Wed Sep 30th, 2015
Categories: Top Stories
Tags: Animas River, Animas River Health, Cement Creek, dissolved metals, EPA, Gold King Mine Spill, pH, Southern Ute Indian Tribe, Southern Ute Indian Tribe’s Environmental Programs Water Quality Program, Spill, Water Quality, WQP
On Aug. 7, 2015, EPA contractors working on the Gold King Mine accidentally triggered a release of approximately 3-million gallons of mine wastewater. The contractors were not prepared to control the release. The discharge, rich in toxic heavy metals and low pH, flowed into Cement Creek. Cement Creek joins the Animas River at Silverton and showed low pH and high metals content as a result of the spill.
The Southern Ute Indian Tribe was notified of the spill by the State of Colorado on August 3 and immediately enacted its emergency response team and alerted the State of New Mexico. The waste took approximately 3 days to reach the northern border of the Southern Ute Indian Reservation in the early morning hours of August 7.
The concern to aquatic life, human health, agriculture and recreation from the spill surrounds low pH values that can kill crops and aquatic life on contact, and high heavy metal concentrations, which when ingested, can cause adverse effects to humans and livestock. Metals pollution from mines comes in two forms, total and dissolved. Total metals are large molecules, often bound to sediment; this is the visible portion of the pollution that turned the Animas a shocking orange yellow. Dissolved metals are smaller, not visible and readily available for uptake by animals and plants and toxic at elevated concentrations.

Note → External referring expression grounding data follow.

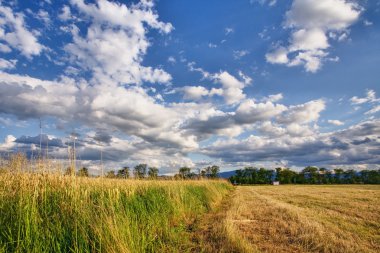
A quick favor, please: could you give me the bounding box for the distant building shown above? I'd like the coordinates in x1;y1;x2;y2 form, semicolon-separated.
272;181;280;185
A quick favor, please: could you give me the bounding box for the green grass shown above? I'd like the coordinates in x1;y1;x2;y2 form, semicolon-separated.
0;172;232;253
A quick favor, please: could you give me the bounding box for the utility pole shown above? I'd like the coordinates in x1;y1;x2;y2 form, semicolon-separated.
100;148;104;177
39;118;42;157
73;134;76;171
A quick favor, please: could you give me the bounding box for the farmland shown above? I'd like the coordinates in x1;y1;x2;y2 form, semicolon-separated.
1;164;379;253
0;171;232;253
219;185;380;253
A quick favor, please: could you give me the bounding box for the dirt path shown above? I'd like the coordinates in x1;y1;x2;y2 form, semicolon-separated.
189;190;244;253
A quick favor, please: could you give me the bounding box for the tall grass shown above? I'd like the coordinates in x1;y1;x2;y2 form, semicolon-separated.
0;160;232;252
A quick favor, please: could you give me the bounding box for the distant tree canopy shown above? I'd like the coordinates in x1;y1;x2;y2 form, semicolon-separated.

The Silverton area has been releasing low pH and high metals water into the Animas for hundreds of years from natural process and by mining. Metals pollution had not reached the reservation because of dilution from tributary streams and because of buffering impacts of limestone outcrops in the northern Animas valley. Limestone increases pH and makes heavy metals less toxic to aquatic life.
To assess the impacts of the spill, the Southern Ute Indian Tribe’s Environmental Programs Water Quality Program (WQP) Staff began to collect pre-spill water quality and macroinvertebrate samples before the spill hit the reservation. In addition, WQP deployed instruments in the river that track pH, dissolved oxygen, temperature and conductivity at 30-minute increments. The WQP began coordination with EPA, Colorado, La Plata County and many other local entities to coordinate monitoring locations, analytes and other response. The WQP collected daily water samples from the river for two weeks following the spill, collected drinking well samples, continued monitoring of the continuous reading instruments, collecting post spill macroinvertebrate data.
To assess whether the Animas River has returned to normal levels, the WQP compiled historical data on the Animas for comparison and also looked at Colorado Water Quality Standards set to protect human health and the environment. The WQP has been collecting water quality data on the reservation since 1992 and is in the process of creating Tribal Water Quality Standards.
The WQP noted increased metals concentration in the Animas on the day of the spill that quickly rebounded to pre-spill concentrations: pH dropped on the reservation only slightly, and never went below pH 7.4.
Trout, for example, prefer pH in the range of 6-9. Water quality data from the spill showed elevated levels of total metals and little increase to dissolved metals. Standards set by Colorado and the EPA that protect human and animal health from immediate danger were exceeded for arsenic, lead and aluminum on August 7 only, then quickly rebounded to pre-spill levels.
Macroinvertebrate samples collected one day before the spill were compared to macroinvertebrates collected four days after spill shows no change in those populations.
While the data show little noticeable immediate impact to the Animas River, the WQP will be monitoring for many years to come to determine any long-term impacts. The WQP will be evaluating water chemistry, macroinvertebrates, river sediment, and fish tissue to understand any long-term impacts. The evaluation will last several years for specific impacts from the spill and will be ongoing for many years beyond that for normal monitoring activities.